Pourtant, selon l’historien américain Isaac Saney, « les documents historiques attestent de l’absence générale de préjugés raciaux universalisés et de notions de supériorité et d’infériorité raciale avant l’apparition du commerce transatlantique des esclaves ». La spécificité du racisme moderne a été de se parer de prétextes scientifiques. Du naturaliste suédois Linné, qui distinguait 4 races hiérarchisées, au Français Buffon qui affirmait que les races non blanches sont le produit d’une dégénérescence, la science européenne a affirmé au XVIIIe siècle la suprématie de l’homme blanc.

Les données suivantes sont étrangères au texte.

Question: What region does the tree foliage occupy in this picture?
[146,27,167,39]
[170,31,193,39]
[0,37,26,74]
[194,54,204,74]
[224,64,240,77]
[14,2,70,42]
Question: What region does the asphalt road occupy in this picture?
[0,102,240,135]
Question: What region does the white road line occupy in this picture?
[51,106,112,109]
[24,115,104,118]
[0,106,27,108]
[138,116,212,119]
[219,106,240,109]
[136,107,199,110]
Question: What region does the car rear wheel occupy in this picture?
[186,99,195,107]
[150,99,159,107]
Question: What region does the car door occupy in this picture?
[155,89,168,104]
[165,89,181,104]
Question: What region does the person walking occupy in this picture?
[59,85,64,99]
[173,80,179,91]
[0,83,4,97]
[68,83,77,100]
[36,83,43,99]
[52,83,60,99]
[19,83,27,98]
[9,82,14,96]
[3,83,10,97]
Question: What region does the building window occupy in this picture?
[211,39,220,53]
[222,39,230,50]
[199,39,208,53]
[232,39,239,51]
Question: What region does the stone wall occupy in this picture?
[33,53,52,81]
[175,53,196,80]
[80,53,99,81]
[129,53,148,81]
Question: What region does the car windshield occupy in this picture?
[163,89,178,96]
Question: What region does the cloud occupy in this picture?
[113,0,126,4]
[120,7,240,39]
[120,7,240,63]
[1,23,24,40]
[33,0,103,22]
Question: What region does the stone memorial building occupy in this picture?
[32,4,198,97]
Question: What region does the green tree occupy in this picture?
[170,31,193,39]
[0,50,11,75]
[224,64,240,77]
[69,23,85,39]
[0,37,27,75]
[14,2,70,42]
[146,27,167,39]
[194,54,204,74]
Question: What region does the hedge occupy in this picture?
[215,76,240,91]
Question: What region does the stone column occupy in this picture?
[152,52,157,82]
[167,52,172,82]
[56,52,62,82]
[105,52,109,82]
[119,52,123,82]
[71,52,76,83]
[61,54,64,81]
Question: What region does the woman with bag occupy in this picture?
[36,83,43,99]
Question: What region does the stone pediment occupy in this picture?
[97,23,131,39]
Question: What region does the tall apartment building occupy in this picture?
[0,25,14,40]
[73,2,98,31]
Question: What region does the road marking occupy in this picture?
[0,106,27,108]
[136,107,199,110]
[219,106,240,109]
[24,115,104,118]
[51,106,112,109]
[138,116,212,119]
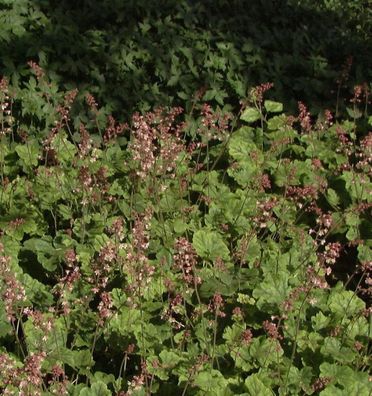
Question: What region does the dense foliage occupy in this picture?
[0,0,372,396]
[0,0,372,117]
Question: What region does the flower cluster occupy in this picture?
[198,103,232,141]
[173,238,201,285]
[297,102,312,133]
[0,254,26,322]
[129,107,184,178]
[0,78,14,136]
[208,293,226,318]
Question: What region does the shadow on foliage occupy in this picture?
[0,0,372,116]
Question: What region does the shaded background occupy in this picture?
[0,0,372,119]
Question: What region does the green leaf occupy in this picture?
[328,288,365,318]
[159,350,182,368]
[264,100,283,113]
[194,370,227,392]
[327,188,340,207]
[244,374,275,396]
[346,107,363,119]
[15,139,40,171]
[192,230,230,261]
[79,381,112,396]
[240,107,261,122]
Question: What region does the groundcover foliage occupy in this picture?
[0,63,372,396]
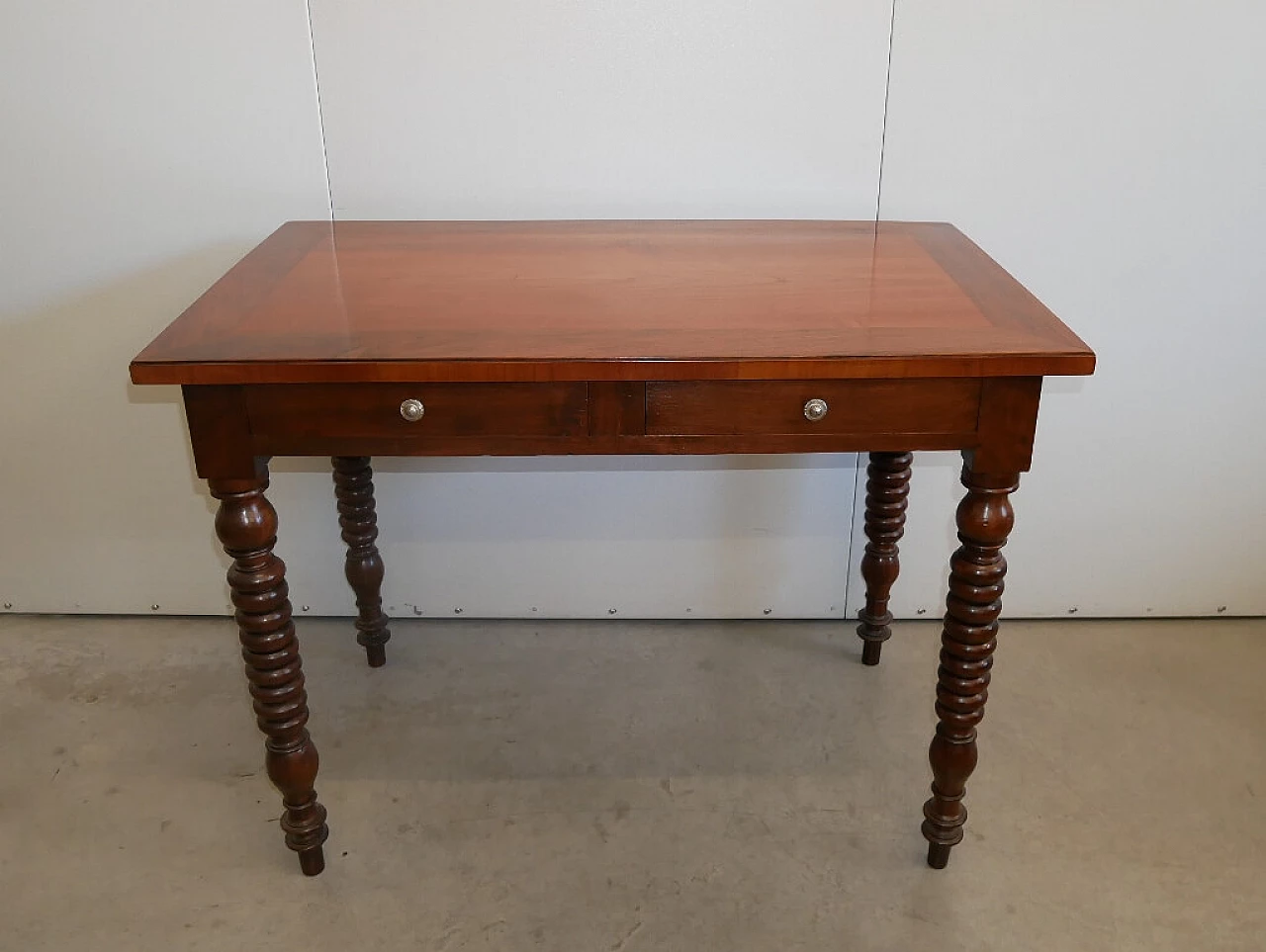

Ce racisme « scientifique » s’est étroitement articulé, à l’extérieur avec la politique impérialiste et, à l’intérieur, avec la gestion des populations minoritaires. Face aux revendications sociales et aux luttes émancipatrices, le colonialisme des États européens implique que les populations visées soient considérées comme inférieures. La philosophe Hanna Arendt a montré comment « la pensée raciale [est un] projet politique [qui] engendre et reproduit des structures de domination ».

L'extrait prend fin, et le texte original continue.